The man who has the best chance to break Cranston's streak is Damian Lewis who made his mark this year with his visceral performance as marine-turned-prisoner of war-turned-politician-turned-terrorist Nicholas Brody in Homeland. The absurdity of his character's arc is completely made horrifically believable not only by the superb writing on the show, but more importantly by the wonderful acting from Lewis. With every new information from his past as the season progressed, his character becomes fully realized leading up to explosive revelations in those last few intense episodes. With that said, it's the moments he has as a father, or father figure, that stick with me the most. All his scenes with his daughter Dana reminds us that while he is a boiling pot of mixed emotions within, he'll always be a father. Dana talking him down on the phone while he was at the bunker remains one of the best scenes on TV last year. And of course there is his bittersweet father-like relationship with Issa Nazir who, in his fate, acts as the main catalyst for the show's plot.

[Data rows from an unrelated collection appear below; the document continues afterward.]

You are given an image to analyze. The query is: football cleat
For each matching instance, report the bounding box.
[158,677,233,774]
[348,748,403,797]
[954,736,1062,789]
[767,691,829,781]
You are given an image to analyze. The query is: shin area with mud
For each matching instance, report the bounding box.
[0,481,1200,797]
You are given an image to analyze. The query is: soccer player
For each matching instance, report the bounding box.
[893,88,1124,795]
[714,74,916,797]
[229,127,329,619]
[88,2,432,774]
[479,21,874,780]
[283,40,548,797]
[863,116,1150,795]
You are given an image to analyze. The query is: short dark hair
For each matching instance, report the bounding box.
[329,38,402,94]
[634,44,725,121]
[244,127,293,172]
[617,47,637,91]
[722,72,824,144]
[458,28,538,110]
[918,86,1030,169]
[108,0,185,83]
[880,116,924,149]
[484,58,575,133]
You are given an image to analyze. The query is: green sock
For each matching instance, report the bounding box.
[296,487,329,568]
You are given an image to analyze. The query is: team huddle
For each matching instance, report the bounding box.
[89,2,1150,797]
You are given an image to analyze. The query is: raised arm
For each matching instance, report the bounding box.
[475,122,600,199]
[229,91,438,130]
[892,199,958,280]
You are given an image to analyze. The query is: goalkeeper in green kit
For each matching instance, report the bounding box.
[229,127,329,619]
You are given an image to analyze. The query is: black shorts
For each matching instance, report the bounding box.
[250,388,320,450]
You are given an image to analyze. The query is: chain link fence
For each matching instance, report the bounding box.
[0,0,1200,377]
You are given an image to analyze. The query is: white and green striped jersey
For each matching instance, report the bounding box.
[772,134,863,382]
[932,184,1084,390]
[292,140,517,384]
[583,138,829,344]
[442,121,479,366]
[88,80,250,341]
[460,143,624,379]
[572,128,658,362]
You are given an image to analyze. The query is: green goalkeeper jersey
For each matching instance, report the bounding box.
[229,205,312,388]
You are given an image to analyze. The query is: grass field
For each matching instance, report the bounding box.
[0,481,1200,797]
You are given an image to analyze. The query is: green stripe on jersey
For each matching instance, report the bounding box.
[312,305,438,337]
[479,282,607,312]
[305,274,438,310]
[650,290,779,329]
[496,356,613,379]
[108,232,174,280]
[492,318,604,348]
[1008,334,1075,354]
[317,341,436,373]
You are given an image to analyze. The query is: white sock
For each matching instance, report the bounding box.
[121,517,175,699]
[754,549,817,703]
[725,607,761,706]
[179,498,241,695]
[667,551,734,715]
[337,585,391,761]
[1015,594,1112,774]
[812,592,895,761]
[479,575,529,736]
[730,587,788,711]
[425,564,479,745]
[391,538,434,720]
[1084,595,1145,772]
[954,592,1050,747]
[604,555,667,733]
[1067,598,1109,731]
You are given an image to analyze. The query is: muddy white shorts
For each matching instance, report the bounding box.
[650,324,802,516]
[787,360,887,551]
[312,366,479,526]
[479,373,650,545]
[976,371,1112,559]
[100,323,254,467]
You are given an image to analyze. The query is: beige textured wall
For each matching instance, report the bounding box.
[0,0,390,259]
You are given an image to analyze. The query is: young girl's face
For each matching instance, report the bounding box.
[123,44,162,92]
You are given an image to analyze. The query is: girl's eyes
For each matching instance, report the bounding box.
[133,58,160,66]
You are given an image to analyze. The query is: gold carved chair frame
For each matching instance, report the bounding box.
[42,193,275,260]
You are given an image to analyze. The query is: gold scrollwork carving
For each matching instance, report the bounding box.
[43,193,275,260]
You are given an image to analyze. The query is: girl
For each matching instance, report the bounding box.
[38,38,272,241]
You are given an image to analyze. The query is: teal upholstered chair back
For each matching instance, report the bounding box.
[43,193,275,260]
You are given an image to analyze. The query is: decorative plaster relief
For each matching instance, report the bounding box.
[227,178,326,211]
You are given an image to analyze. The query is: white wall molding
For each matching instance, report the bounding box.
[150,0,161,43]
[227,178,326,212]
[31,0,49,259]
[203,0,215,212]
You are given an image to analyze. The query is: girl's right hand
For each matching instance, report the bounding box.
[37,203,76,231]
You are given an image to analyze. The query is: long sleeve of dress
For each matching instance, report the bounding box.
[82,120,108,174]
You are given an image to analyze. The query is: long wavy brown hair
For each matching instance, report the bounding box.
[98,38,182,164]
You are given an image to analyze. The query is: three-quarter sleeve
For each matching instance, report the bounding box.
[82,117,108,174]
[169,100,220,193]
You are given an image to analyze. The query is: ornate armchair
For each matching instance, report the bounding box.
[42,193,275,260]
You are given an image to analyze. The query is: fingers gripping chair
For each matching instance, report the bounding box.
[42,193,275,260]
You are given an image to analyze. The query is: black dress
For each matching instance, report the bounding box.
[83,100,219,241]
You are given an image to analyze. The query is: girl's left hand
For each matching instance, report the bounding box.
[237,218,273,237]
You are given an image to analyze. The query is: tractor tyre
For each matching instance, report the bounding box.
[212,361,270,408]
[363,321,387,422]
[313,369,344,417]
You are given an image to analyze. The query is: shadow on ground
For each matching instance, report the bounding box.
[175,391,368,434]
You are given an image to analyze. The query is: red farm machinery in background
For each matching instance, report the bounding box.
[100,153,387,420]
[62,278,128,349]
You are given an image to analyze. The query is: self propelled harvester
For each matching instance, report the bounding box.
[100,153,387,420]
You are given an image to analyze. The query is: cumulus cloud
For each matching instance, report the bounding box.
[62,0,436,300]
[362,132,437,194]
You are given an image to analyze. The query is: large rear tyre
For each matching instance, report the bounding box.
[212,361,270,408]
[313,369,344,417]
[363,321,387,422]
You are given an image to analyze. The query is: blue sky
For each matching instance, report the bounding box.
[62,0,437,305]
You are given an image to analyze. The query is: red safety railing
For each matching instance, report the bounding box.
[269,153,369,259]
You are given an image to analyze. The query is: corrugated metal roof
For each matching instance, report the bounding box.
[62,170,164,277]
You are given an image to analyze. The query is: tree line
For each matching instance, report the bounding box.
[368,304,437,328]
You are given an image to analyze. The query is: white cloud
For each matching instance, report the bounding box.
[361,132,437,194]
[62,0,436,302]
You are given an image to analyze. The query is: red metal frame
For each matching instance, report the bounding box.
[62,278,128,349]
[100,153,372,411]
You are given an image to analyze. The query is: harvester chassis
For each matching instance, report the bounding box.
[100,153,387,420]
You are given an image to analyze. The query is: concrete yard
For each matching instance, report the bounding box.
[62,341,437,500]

And finally, there's Jon Hamm who is still inexplicably Emmy-less after playing the now iconic Don Draper character for five seasons. His best chance was perhaps last year with his character going through a downward spiral and more importantly Cranston out of the race. This year the task will be even more difficult especially in a season of Mad Men that has seemed to put its leading man more in the background relative to the ups and downs of the other characters. That is not to say Don was sidelined, not at all, but it is accurate to say that the moments and characters that stick out this season don't have anything to do with Don at all or at best they are Don-adjacent. Even his relationship with his daughter Sally had seen better days as it seemed she had many more scenes with other adults than her father be it her younger hipper stepmother, her cynical mother and grandmother, or even with Roger freakin' Sterling. It's telling that one of the last scene (if not that actual final scene?) between Don and Sally was Don telling her to ditch school the next day because neither he nor Megan would be able to drop her off. Father of the year!
And so with that... Happy Father's Day!